Structures of molecules in clean and polluted air (i.e. VIPs > 1.00, p[corr] > ±0.50; Fig. 5) were used to compute physicochemical descriptors of toxicological and environmental relevance. a, b A subset of the WSOC + molecular network (see Fig. 4) is shown to highlight the tight relationship between structural analogy and physicochemical properties, with features color-coded according to (a) chemical group, and (b) predicted lipophilicity (logP).

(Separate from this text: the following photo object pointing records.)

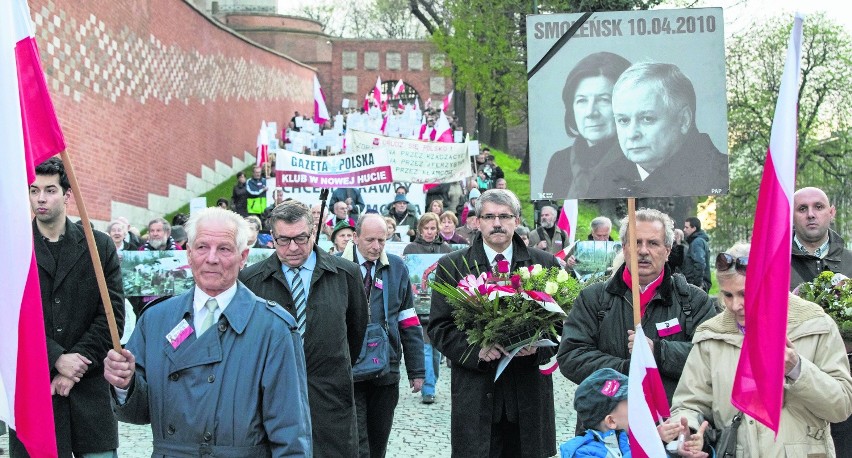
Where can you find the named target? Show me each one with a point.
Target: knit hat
(598, 395)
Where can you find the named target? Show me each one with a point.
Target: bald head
(812, 217)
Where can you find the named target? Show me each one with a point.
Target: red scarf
(644, 296)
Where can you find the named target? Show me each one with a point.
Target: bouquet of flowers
(833, 292)
(511, 309)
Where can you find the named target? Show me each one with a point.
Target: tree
(755, 64)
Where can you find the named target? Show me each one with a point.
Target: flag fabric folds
(29, 134)
(759, 382)
(263, 144)
(568, 220)
(320, 108)
(646, 400)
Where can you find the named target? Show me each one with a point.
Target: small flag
(320, 108)
(646, 400)
(759, 381)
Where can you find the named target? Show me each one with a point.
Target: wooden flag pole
(634, 262)
(93, 251)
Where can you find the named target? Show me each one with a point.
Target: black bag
(374, 360)
(726, 446)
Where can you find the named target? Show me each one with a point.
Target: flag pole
(93, 251)
(634, 263)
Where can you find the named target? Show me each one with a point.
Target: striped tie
(297, 288)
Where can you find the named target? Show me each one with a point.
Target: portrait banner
(414, 160)
(633, 104)
(352, 170)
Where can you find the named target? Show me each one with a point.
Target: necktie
(297, 288)
(368, 279)
(211, 306)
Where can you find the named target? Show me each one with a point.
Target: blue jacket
(404, 329)
(591, 445)
(238, 390)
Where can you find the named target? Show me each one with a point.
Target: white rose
(551, 288)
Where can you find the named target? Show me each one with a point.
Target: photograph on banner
(632, 105)
(165, 273)
(378, 197)
(594, 258)
(414, 160)
(364, 168)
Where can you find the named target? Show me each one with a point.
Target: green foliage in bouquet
(833, 292)
(511, 309)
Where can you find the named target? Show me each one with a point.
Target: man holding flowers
(599, 331)
(512, 416)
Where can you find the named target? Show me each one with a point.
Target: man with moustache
(514, 415)
(326, 295)
(598, 332)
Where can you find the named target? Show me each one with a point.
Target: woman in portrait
(588, 120)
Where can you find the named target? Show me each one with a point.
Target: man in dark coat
(78, 336)
(387, 284)
(598, 332)
(661, 152)
(334, 323)
(514, 415)
(817, 248)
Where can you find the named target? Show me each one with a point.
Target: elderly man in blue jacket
(216, 370)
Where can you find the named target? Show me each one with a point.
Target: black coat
(475, 394)
(335, 326)
(75, 322)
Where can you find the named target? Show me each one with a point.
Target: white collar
(224, 298)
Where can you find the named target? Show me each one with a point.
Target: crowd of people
(258, 361)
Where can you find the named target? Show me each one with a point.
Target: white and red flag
(443, 130)
(377, 91)
(646, 400)
(759, 382)
(29, 134)
(320, 108)
(262, 144)
(447, 101)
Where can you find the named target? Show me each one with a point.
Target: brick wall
(150, 91)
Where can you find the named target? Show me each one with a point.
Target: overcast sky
(738, 13)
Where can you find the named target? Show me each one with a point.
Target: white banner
(413, 160)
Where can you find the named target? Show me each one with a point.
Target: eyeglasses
(299, 239)
(725, 261)
(504, 218)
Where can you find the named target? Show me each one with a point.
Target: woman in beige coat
(817, 385)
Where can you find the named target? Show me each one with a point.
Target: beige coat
(822, 393)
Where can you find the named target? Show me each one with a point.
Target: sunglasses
(725, 261)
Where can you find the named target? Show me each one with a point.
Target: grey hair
(364, 217)
(290, 212)
(218, 214)
(166, 226)
(675, 89)
(600, 221)
(499, 197)
(650, 215)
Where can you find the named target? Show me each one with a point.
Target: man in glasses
(326, 295)
(598, 332)
(514, 415)
(817, 248)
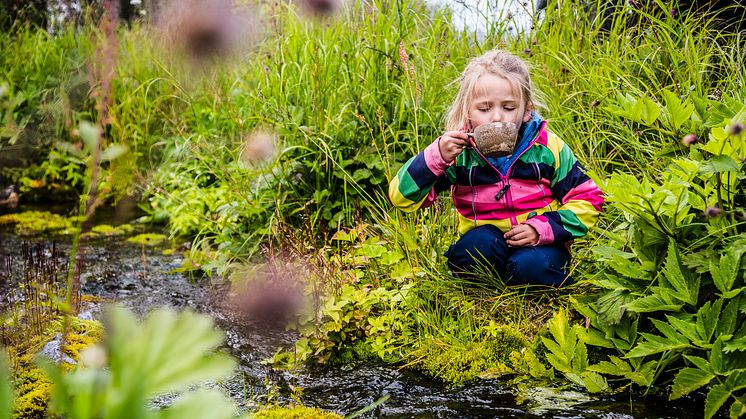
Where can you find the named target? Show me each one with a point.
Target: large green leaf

In b, example structures from the same network are reported with corresponding logP values. c Positive Pearson’s correlation between the predicted logP and the liquid chromatography retention time (Rt) on a C18 stationary phase for POC and WSOC extracts (ESI+ and ESI− data combined). d Two-dimensional density plots visualizing the distribution of logP and topological polar surface area (TPSA, Ų) in clean and polluted air. e Density distribution and median values of logP in clean and polluted air molecules. f, g Scatterplots with molecular features color-coded according to detection in the analyzed extracts, showing a negative Pearson’s correlation between the (f) LogP and O/C, and (g) between MR and solubility (logS). h Density distribution and median values of the index of refraction (nD) in clean and polluted air molecules. All Pearson’s correlation coefficients (ρ) are shown with p values < 2.2e–16. Significant differences between clean and polluted air profile distributions are reported for unpaired Student’s t-test p-values (two-sided).